France, suffering from a financial deficit, is considering a bill to temporarily raise the corporate tax rate for large companies.
According to the French daily Le Monde on the 29th (local time), the new government led by Prime Minister Michel Barnier is reviewing such measures to address the fiscal deficit issue ahead of the 2025 budget announcement. Specifically, the plan includes raising the corporate tax rate from the current 25% to 33.5% for companies with annual sales exceeding 1 billion euros (approximately 1.46 trillion KRW).
This is estimated to affect about 300 companies in France. Through this, it is expected to secure tax revenue of about 8 billion euros (approximately 11.7 trillion KRW) in 2025.
Additionally, the new government is discussing taxing companies when they repurchase their own shares. This is also expected to generate about 200 million euros (approximately 293 billion KRW) in tax revenue. Politico Europe reported that last year, President Emmanuel Macron criticized the practice of share buybacks by French companies such as BNP Paribas, LVMH, and TotalEnergies.
Other measures under consideration include expanding the tax scope on vehicles that cause pollution and reducing existing tax benefits for people renting out accommodations through platforms like Airbnb.

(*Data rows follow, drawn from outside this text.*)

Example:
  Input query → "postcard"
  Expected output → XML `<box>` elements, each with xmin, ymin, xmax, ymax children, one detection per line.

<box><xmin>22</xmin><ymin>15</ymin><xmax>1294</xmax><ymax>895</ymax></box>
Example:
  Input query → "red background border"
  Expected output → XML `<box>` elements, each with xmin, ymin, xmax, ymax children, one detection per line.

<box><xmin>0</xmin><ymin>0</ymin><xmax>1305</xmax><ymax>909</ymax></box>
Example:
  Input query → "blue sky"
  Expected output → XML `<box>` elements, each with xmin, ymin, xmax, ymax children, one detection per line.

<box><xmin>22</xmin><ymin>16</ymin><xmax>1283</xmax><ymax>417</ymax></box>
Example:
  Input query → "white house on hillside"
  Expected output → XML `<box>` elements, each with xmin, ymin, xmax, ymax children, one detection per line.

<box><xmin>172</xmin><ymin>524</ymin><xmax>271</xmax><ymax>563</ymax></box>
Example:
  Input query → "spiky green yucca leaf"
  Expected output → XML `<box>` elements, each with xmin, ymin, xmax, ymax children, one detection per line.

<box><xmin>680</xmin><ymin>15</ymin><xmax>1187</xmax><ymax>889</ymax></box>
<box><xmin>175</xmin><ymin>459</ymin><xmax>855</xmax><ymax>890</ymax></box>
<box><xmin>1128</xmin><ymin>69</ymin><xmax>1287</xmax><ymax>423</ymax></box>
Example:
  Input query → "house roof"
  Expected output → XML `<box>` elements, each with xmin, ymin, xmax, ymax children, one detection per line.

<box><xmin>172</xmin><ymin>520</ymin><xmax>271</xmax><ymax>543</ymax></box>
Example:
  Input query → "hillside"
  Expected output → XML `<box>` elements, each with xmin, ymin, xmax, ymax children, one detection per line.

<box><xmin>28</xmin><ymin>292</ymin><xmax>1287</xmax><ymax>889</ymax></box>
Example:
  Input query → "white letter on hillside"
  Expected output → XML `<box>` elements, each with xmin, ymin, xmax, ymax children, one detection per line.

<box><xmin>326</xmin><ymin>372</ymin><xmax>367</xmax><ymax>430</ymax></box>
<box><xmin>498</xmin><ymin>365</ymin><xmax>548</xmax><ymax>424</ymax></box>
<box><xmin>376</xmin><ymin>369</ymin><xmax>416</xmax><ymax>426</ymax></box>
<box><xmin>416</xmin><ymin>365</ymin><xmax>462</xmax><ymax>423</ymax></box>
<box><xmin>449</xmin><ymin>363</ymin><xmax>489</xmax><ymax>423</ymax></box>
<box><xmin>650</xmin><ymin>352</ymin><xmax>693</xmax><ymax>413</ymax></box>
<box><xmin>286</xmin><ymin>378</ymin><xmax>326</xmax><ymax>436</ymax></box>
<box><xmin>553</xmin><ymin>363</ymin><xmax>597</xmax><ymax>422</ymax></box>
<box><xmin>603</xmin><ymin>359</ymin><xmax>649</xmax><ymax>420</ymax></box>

The specific details are expected to be revealed in Prime Minister Barnier’s parliamentary speech on the 1st of next month. The new government led by Barnier is currently under strong pressure to reduce the fiscal deficit ahead of the 2025 budget announcement. France’s fiscal deficit reached 5.5% of its gross domestic product (GDP) last year, and it is expected to be in the 6% range this year.
This figure far exceeds the European Union (EU) regulation of 3%. The EU stipulates that public debt and fiscal deficits of member countries should not exceed 60% and 3% of GDP, respectively, as the financial deterioration of one member country can affect others. Furthermore, if a member country refuses to accept budget revisions according to EU regulations, fines and other penalties may be imposed.
However, since the new government does not hold a majority in parliament, there are also prospects that the new budget plan may not pass the parliament as Prime Minister Barnier envisions. Barnier plans to finalize the draft of the 2025 budget within a few days and submit it to the parliament next month.